Now I am not the most political person, but I knew that by law, he could not fire me while I was pregnant.
"Oh, I don't need to read it, Rich. That is what I have been doing ALL day - imagining what my review would say and I'd assume I'm spot on." I signed his paperwork and gave him a big toothy smile. "You ready?"
It had begun to pour outside and my inexpensive, ugly, pharmaceutical minivan was parked in the back of the lot. We walked out the door and stood under an awning with several other people and waited for the rain to ease up.
"You wanna make a run for it?" he screamed over the pounding rain and thunder.
I was 7 months pregnant and looked like I was three months overdue.
"Okay!" I replied keeping up my faux merriment routine.

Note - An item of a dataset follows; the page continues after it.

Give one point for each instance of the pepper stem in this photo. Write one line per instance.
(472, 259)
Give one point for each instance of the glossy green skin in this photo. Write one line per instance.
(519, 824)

"No YOU. YOU go and get the car and then come back to pick me up. Hurry up. Go NOW so we can make some more calls." It was 5 o'clock on a Friday.
To the astonishment of all of the other people under the awning, I ran the best I could, big and pregnant, in the pathetic maternity business suit I wore everyday, in a thunderstorm, to my stupid minivan. I climbed up in the driver's seat, made a huge circle around the parking lot to the side door where a small group of people with gaping mouths stood next to Rich. I stopped right in front of him, smiled my demonic fake smile again, power locked all the doors and sped off.
Old Westerville is now called "Uptown Westerville", and is one of my favorite places in Columbus. There are great little mom and pop restaurants and precious locally-owned boutiques that I perused while mentally giving Rich the middle finger. Spend a few hours there when you have the chance. It will take you that long to really explore and appreciate the area.